猿の恋

ねじまき

猿の恋

 最近、自分の名字をよく忘れる。下の名前はちゃんと思い出せる。そりゃそうか。マイ、というのが私の下の名前。でもなんでか、名字だけ思い出せない。馬鹿にされるから弟に訊くわけにもいかないし、真剣に心配されるからお父さんに訊くわけにもいかない。制服についているネームプレートや、教科書に書いてある上と下の名前から、「あ、そうだ。私の名字は伊藤だ」ってようやく思い出せる。

 

 名字が思い出せなくなったと気付いたきっかけは、私が学校でテストを受けた時だ。一番最初に名前を書く時に、あれ、私の名字ってなんだっけ、となった。テスト自体はそんなに難しくなかったが、自分の名字を思い出すので一番苦労した。その日は私が日直だったため、黒板には「日直:伊藤マイ」と書いてあって、それでようやく思い出せた。でも、なんだかカンニングしたみたいであまりいい気持ちではなかった。

 

 名字を思い出せないことで、真剣に困ってきたので、私は思い切って担任の先生に相談した。

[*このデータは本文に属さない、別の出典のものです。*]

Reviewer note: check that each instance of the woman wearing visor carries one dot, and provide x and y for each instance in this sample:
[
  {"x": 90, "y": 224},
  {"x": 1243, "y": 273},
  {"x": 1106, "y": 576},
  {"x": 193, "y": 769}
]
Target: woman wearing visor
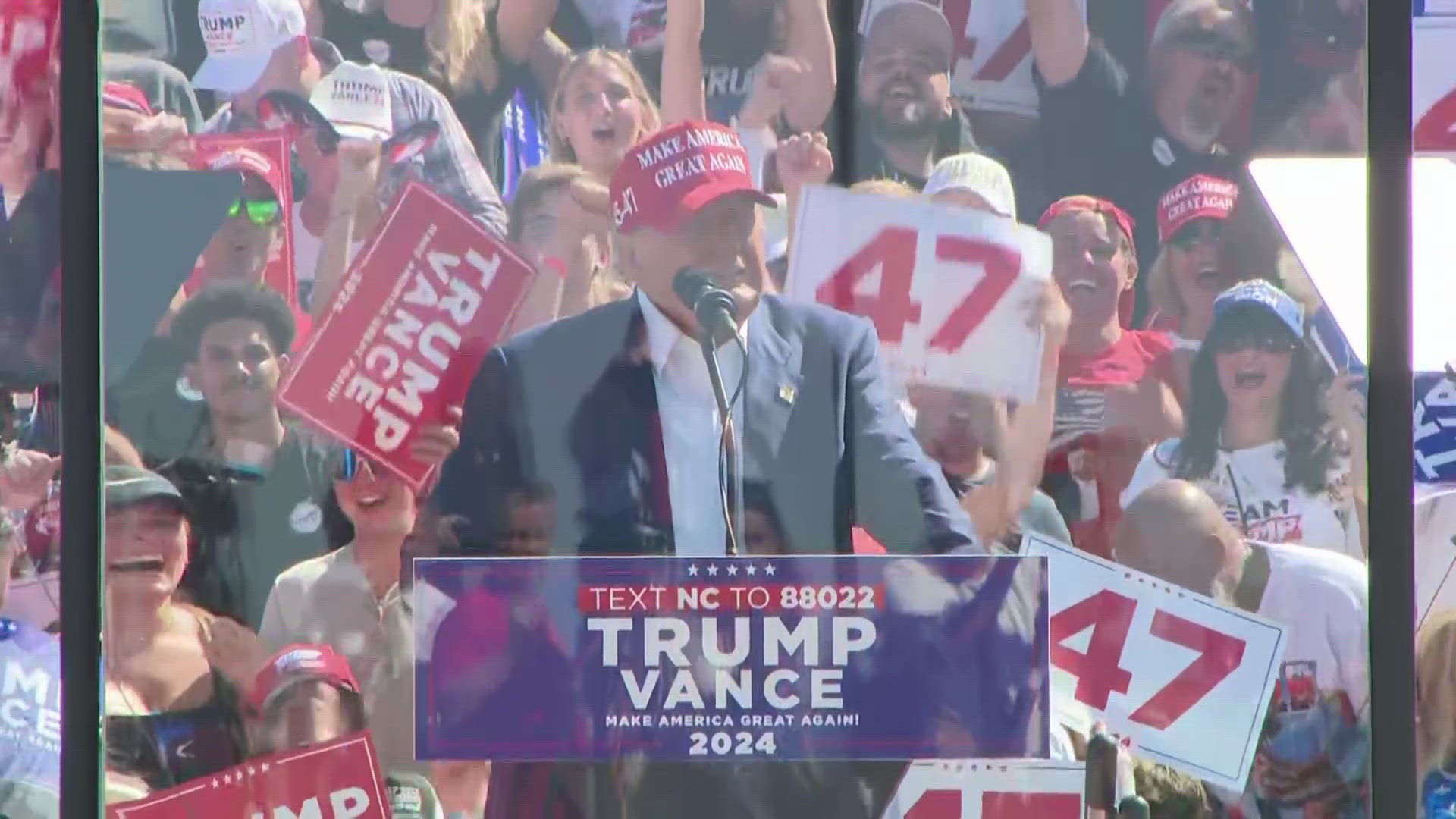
[{"x": 1267, "y": 435}]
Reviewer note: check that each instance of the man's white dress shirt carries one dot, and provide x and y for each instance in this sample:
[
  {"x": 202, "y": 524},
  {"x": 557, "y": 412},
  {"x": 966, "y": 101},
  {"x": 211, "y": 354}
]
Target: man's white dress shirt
[{"x": 692, "y": 428}]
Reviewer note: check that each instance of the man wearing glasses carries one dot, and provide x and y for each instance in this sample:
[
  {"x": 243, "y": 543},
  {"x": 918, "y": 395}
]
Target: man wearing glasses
[{"x": 1107, "y": 137}]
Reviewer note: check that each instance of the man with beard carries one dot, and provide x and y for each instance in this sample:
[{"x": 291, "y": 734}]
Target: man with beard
[
  {"x": 1106, "y": 137},
  {"x": 273, "y": 475},
  {"x": 908, "y": 115}
]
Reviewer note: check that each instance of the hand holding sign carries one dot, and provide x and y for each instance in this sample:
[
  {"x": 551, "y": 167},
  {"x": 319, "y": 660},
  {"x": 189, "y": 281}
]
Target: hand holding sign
[
  {"x": 989, "y": 790},
  {"x": 1181, "y": 675},
  {"x": 944, "y": 286}
]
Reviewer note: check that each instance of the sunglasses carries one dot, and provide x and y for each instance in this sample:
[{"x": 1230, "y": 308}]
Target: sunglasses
[
  {"x": 1201, "y": 232},
  {"x": 264, "y": 213},
  {"x": 1213, "y": 46},
  {"x": 1254, "y": 338}
]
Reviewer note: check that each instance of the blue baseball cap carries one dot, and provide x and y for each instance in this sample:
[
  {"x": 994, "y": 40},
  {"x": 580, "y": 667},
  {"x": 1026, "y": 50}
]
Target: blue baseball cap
[{"x": 1260, "y": 293}]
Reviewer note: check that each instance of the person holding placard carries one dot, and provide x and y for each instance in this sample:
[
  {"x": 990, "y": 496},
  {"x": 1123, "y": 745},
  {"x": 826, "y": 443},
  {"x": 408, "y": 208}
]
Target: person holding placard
[
  {"x": 1313, "y": 755},
  {"x": 1267, "y": 436},
  {"x": 31, "y": 752},
  {"x": 1191, "y": 265},
  {"x": 1114, "y": 385}
]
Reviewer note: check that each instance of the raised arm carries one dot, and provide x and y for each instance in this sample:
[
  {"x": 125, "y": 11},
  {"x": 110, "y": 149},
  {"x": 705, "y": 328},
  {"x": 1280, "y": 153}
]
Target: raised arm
[
  {"x": 683, "y": 93},
  {"x": 1059, "y": 38},
  {"x": 811, "y": 42}
]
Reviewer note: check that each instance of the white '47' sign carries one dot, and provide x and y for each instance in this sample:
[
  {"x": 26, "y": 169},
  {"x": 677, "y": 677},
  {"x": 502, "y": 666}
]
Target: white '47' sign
[
  {"x": 1185, "y": 678},
  {"x": 948, "y": 289}
]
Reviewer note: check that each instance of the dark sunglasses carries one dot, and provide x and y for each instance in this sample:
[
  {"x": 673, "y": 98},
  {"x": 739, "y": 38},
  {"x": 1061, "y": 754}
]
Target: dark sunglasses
[
  {"x": 1254, "y": 338},
  {"x": 351, "y": 464},
  {"x": 1215, "y": 47},
  {"x": 1197, "y": 234},
  {"x": 264, "y": 213}
]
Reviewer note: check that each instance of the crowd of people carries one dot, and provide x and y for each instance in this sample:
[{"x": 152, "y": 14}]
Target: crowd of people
[{"x": 258, "y": 573}]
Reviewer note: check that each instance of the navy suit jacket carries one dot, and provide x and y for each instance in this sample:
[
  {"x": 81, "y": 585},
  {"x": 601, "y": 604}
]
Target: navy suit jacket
[{"x": 573, "y": 406}]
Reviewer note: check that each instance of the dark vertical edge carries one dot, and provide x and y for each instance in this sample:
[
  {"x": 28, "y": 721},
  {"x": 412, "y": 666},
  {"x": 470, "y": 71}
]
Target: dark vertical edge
[
  {"x": 80, "y": 413},
  {"x": 843, "y": 15},
  {"x": 1392, "y": 580}
]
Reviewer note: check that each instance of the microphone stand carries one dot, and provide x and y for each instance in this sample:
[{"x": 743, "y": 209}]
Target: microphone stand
[{"x": 730, "y": 474}]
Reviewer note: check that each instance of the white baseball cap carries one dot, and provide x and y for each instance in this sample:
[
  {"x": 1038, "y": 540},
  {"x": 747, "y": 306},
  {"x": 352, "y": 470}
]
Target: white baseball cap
[
  {"x": 977, "y": 174},
  {"x": 354, "y": 98},
  {"x": 240, "y": 37}
]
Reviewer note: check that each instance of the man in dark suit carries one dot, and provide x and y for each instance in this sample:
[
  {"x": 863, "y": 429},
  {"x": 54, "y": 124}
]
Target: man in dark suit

「実は最近、自分の名字が思い出せないんです」と私は言った。

 先生は私の言っていることを飲み込むのに少し時間がかかったようだった。パッと見てなにも変じゃないのに、どこか引っかかるところのある絵を見ているような顔をしていた。

「だから最近、テストで名字を書いていないんです」と私は説明を付け足すように言った。私はもう日直じゃないし、なんだかカンニングしたみたいでいい気持じゃなかったことから、テストの名前には名字を書かず、「マイ」としか書けなくなっていた。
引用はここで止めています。